6.1 Real-time Average Recurrence Interval Rainfall Maps for the U.S

Thursday, 23 June 2011: 10:45 AM
Ballroom A/B (Cox Convention Center)
Tye W. Parzybok, METSTAT Inc, Windsor, CO; and B. Clarke and D. M. Hultstrand
Manuscript (1.4 MB)

Describing floods in terms of an average recurrence internal (ARI) or “return period” (100-year) has been used for decades to convey the rareness of major flooding events. However, describing the intensity of heavy rainstorms in a similar manner has not been as routine, but provides an equally good perspective of extreme rainfall events. Although the ARI of rainfall does not necessarily equate to a flood of the same ARI, ARI maps of rainfall provide an excellent indicator of flooding potential. Plus, real-time ARI maps of rainfall provide forecasters and media outlets a critical alternative to stream gauge information during rain-induced flooding events, especially considering flooding can often destroy or cause stream gauges to malfunction.

The concept of ARI rainfall mapping has been used in recent government documents pertaining to extreme rainstorms. However, this paper/presentation will introduce the concept of real-time ARI rainfall maps, a new tool for conveying the magnitude of heavy rainfall events to the public. This is especially important as society and infrastructure become increasingly more vulnerable and impacted by extreme rainfall events, making timely, accurate and informative rainfall information paramount to protecting property, saving lives and efficiently managing water. Expressing the rarity (or commonness) of rainfall in terms of an ARI provides an objective and useful perspective of the rainfall that most people understand, even for those not familiar with the rainfall in a particular area.

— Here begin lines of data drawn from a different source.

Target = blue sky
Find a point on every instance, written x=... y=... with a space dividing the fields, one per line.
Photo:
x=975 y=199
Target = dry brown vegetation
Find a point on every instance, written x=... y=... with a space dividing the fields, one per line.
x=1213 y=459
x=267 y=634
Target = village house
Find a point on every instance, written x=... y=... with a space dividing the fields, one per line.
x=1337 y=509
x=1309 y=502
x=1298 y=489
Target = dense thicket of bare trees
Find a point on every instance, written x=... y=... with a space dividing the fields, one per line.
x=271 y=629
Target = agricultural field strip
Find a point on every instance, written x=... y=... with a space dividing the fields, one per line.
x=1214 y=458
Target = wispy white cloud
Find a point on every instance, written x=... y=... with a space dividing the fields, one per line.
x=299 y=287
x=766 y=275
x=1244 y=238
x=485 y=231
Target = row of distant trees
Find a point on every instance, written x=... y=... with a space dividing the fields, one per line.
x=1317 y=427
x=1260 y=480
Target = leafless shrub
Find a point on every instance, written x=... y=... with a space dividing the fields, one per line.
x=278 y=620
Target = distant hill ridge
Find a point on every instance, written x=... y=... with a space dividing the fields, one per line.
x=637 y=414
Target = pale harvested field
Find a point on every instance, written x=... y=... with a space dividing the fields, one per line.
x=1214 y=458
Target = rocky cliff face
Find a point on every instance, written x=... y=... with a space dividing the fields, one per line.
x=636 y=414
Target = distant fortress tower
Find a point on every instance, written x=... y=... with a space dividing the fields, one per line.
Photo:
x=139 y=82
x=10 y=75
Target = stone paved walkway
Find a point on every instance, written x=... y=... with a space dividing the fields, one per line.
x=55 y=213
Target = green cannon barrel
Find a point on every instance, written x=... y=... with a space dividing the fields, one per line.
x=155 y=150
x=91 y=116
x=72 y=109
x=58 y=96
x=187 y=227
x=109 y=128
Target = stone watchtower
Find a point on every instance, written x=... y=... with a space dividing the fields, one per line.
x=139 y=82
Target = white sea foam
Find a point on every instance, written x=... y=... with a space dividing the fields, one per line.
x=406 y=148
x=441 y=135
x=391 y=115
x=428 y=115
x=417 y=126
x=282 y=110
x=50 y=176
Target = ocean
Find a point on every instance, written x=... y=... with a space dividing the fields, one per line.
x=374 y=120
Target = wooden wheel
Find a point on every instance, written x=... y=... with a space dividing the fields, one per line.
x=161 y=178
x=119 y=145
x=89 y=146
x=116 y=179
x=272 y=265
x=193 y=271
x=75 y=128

Real-time ARI rainfall maps provide a new and powerful means for the media to communicate where the rainfall is most unusual and most apt to produce flooding.

The rainfall-to-ARI conversion is based on official rainfall frequency data published by the National Atmospheric and Oceanic Administration (NOAA) together with high-resolution (1 km x 1 km) gauge-adjusted radar rainfall from Weather Decision Technologies, Inc. (WDT) and the National Weather Service (NWS). The rainfall-to-ARI process is highly computational given the millions of grid cells that comprise the contiguous U.S. domain, but software has been optimized in to operate in a highly reliable, fast and redundant data center. Depending on the extent of rainfall across the country, a contiguous U.S. ARI map is processed in 4-8 minutes on a multiple-processor Linux computer. Operational ARI maps/grids are available within 25 minutes of their valid time and converted into a number of common formats. Once ARI maps for discrete periods (e.g. last 24-hours) are created, maps of the maximum ARI over a given period of time (e.g. 72-hours) can easily be created. These so-called maximum ARI maps/grids have the unique ability of portraying the ARI of a storm event, regardless of when the heaviest rainfall occurred across an area.

An overview of rainfall frequency estimates as well as 6- and 24-hour ARI maps, including several case studies, animations and real-time examples will be presented.